Details of Maradona “slow, agonizing death” emerge
The Argentine legend passed away due to respiratory failure and cardiac arrest. An autopsy revealed that his heart “weighed twice as much as a normal one.”

The circumstances surrounding Diego Armando Maradona’s death are becoming clearer. During the sixth hearing of the ongoing trial, Mauricio Cassinelli, the forensic expert who conducted Maradona’s autopsy, testified on Thursday that the legendary footballer had “a heart that weighed more than twice a normal, healthy heart,” suffered from “generalized edema from head to toe,” and endured a prolonged agony lasting 12 hours before his passing in November 2020.
How did Argentine soccer legend Diego Armando Maradona really die?

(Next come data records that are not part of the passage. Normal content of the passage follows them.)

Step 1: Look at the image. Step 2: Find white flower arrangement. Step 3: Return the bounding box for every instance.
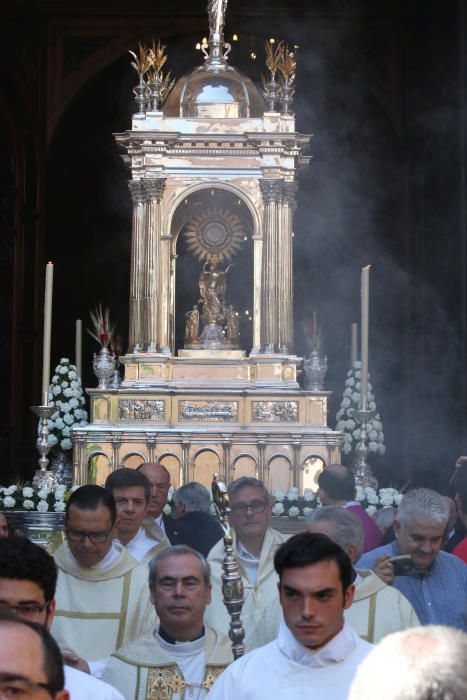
[335,361,385,456]
[0,483,74,512]
[270,484,404,518]
[47,358,88,451]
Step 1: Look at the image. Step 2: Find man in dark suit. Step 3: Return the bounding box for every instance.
[171,482,224,557]
[137,462,177,542]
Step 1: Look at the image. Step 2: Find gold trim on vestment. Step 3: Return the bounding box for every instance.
[55,611,121,619]
[116,570,132,648]
[366,592,377,643]
[145,664,227,699]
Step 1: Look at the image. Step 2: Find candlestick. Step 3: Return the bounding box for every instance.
[75,319,82,378]
[360,266,370,410]
[351,322,358,367]
[41,262,54,406]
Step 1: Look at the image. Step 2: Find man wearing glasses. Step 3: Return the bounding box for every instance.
[205,477,287,651]
[51,485,156,678]
[0,536,124,698]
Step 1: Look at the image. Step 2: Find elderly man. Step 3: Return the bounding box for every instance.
[137,462,176,541]
[0,535,124,699]
[101,545,232,700]
[0,513,8,539]
[208,532,372,700]
[349,625,467,700]
[358,488,467,630]
[52,485,156,676]
[171,482,224,556]
[307,506,419,642]
[105,468,169,562]
[205,476,287,651]
[317,464,382,552]
[0,609,69,700]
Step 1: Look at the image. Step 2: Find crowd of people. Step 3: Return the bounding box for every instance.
[0,461,466,699]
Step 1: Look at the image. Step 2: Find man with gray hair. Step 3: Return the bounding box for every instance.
[349,625,467,700]
[101,545,232,700]
[357,488,467,630]
[170,482,224,556]
[307,507,419,642]
[205,476,287,651]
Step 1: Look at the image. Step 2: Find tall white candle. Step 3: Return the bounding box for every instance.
[351,322,358,367]
[42,262,54,406]
[75,319,82,378]
[360,265,371,410]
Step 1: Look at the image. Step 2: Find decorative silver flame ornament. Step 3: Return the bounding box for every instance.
[212,473,245,660]
[303,350,328,391]
[31,404,59,490]
[93,348,116,389]
[352,408,379,490]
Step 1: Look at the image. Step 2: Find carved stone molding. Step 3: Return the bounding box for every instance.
[252,400,299,423]
[143,178,166,203]
[259,179,284,203]
[128,180,146,204]
[282,181,298,210]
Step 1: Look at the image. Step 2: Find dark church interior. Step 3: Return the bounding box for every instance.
[1,0,466,490]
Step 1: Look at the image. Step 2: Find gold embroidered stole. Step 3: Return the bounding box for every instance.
[145,664,226,699]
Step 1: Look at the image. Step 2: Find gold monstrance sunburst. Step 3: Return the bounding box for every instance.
[184,208,245,263]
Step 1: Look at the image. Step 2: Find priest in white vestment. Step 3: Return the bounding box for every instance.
[205,477,286,651]
[102,545,232,700]
[105,467,169,562]
[51,486,156,675]
[307,506,419,642]
[207,532,372,700]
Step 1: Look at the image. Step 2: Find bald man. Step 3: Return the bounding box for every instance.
[137,462,176,542]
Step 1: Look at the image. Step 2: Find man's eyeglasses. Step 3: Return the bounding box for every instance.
[231,500,267,515]
[0,673,60,698]
[0,601,50,619]
[66,528,112,543]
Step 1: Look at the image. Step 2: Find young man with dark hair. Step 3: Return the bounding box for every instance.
[208,532,372,700]
[105,468,169,561]
[0,536,124,699]
[52,485,156,677]
[317,465,382,552]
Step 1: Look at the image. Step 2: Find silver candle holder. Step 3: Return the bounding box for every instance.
[212,474,245,660]
[31,405,59,490]
[352,408,379,491]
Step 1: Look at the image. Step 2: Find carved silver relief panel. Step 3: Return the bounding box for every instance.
[118,399,165,421]
[178,400,239,422]
[252,400,299,423]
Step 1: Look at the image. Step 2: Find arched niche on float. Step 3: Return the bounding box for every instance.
[170,185,256,353]
[231,453,258,481]
[158,452,182,488]
[301,455,326,492]
[192,448,221,489]
[267,454,292,493]
[120,451,147,469]
[86,451,112,486]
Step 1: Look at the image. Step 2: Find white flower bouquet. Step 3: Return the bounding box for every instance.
[271,488,319,517]
[0,483,76,512]
[335,361,385,456]
[47,358,88,451]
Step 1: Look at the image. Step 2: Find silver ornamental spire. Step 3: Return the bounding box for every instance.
[206,0,231,63]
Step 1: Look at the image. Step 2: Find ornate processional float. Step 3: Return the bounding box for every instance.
[71,0,343,492]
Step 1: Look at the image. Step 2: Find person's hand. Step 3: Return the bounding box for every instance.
[373,554,395,585]
[61,650,90,674]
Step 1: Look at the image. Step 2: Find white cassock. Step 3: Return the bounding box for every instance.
[101,627,232,700]
[123,518,169,563]
[64,665,125,700]
[205,527,287,651]
[206,622,373,700]
[346,569,419,643]
[52,541,157,667]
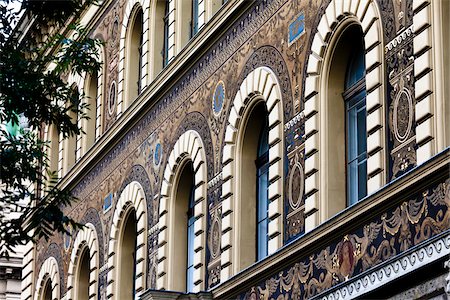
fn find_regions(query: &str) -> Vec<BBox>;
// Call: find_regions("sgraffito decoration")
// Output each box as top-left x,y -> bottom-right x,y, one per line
207,173 -> 223,289
284,112 -> 305,242
239,178 -> 450,299
385,0 -> 416,181
212,81 -> 225,116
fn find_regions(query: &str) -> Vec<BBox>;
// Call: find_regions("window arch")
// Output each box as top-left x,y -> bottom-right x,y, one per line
107,181 -> 147,299
343,32 -> 367,206
157,130 -> 208,292
118,209 -> 137,299
74,248 -> 90,300
34,256 -> 60,300
124,6 -> 143,109
46,124 -> 60,178
41,278 -> 53,300
236,100 -> 270,267
303,0 -> 385,231
67,223 -> 99,300
63,83 -> 80,175
177,0 -> 198,50
82,70 -> 98,153
152,0 -> 172,77
220,67 -> 285,280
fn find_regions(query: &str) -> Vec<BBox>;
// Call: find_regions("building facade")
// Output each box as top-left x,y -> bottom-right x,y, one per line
21,0 -> 450,299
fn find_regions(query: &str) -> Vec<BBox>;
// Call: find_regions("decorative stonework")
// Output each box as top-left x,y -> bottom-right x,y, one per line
237,177 -> 450,299
321,234 -> 450,300
386,24 -> 417,180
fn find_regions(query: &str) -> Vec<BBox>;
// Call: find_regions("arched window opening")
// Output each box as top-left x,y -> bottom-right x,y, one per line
63,84 -> 79,174
118,210 -> 137,299
41,279 -> 52,300
153,0 -> 170,75
325,24 -> 366,217
48,125 -> 59,176
178,0 -> 195,50
84,70 -> 97,151
170,161 -> 195,292
343,38 -> 367,206
75,248 -> 90,300
238,101 -> 269,270
256,117 -> 269,261
125,8 -> 143,108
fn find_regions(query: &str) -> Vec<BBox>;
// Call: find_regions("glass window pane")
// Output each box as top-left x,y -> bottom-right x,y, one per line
358,160 -> 367,200
347,160 -> 358,205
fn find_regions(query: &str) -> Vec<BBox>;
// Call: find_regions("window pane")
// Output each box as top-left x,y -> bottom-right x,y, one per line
347,159 -> 358,205
358,160 -> 367,200
357,102 -> 366,156
347,105 -> 357,160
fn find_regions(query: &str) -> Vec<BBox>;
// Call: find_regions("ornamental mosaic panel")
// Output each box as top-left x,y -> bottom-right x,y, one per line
284,112 -> 305,243
207,172 -> 223,289
386,24 -> 416,180
238,177 -> 450,299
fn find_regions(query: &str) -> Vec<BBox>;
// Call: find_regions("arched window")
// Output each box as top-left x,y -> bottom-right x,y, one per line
186,168 -> 196,292
256,118 -> 269,260
75,248 -> 90,300
178,0 -> 195,50
171,161 -> 195,292
83,70 -> 97,152
238,100 -> 269,269
48,125 -> 59,176
63,84 -> 79,174
324,23 -> 367,216
118,210 -> 137,299
125,7 -> 143,108
343,40 -> 367,206
41,279 -> 52,300
153,0 -> 170,75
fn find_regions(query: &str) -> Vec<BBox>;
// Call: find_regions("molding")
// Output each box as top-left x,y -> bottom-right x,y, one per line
316,233 -> 450,300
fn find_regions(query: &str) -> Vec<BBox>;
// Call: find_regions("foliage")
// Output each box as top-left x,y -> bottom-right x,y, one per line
0,0 -> 102,257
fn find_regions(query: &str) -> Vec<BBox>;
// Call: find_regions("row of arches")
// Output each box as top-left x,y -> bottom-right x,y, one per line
117,0 -> 226,116
45,54 -> 104,179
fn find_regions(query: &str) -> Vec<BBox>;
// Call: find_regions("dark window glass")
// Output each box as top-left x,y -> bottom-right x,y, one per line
344,41 -> 367,206
256,118 -> 269,260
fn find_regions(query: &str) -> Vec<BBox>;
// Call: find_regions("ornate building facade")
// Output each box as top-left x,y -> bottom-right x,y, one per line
20,0 -> 450,299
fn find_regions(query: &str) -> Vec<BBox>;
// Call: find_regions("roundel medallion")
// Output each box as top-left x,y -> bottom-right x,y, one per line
108,81 -> 116,116
288,154 -> 304,210
153,142 -> 162,167
212,81 -> 225,116
209,215 -> 221,259
393,88 -> 413,143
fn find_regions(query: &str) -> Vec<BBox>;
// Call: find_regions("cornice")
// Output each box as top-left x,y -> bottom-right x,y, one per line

— ABC News Live (@ABCNewsLive) March 26, 2025
It's a question gripping Argentina as the Supreme Court of the Buenos Aires province hears the case — with Maradona's family accusing his medical team of homicide. Our @LinseyDavis reports. pic.twitter.com/B4gnO804WV
Maradona suffering from heart failure
Cassinelli, who previously served as the Director of Legal Medicine at the Scientific Police Superintendency, revealed that Maradona’s body had accumulated “four and a half liters of fluid,” with three liters concentrated in his abdomen. Water retention is a symptom of heart failure. “The heart was completely covered in fat and blood clots, which indicate agony,” Cassinelli added.
The autopsy findings were made public for the first time during the trial, which involves seven medical professionals accused of negligence during Maradona’s final hours.
The official cause of death was determined to be “acute pulmonary edema with heart failure and dilated cardiomyopathy,” according to local media reports covering the trial. Cassinelli emphasized that Maradona should not have been treated at home but rather given proper care in a hospital setting.
Argentina began a long-awaited trial of the medical team for soccer star Diego Maradona, who died in 2020 in a case that has riled emotions in the South American country where the World Cup winner is revered https://t.co/agCRAJ2HKc pic.twitter.com/RrfHfspQch
— Reuters (@Reuters) March 11, 2025
Seven members of Maradona’s medical team deny charges
The defendants in the trial, who include Neurosurgeon and family doctor Leopoldo Luque and psychiatrist Agustina Cosachov, deny the charges, but if found guilty, they could face prison sentences of up to 25 years. The legal proceedings are expected to last until mid-July, with more than 190 witnesses scheduled to testify.
Maradona passed away on November 25, 2020, at the age of 60, in a private residential community located north of Buenos Aires.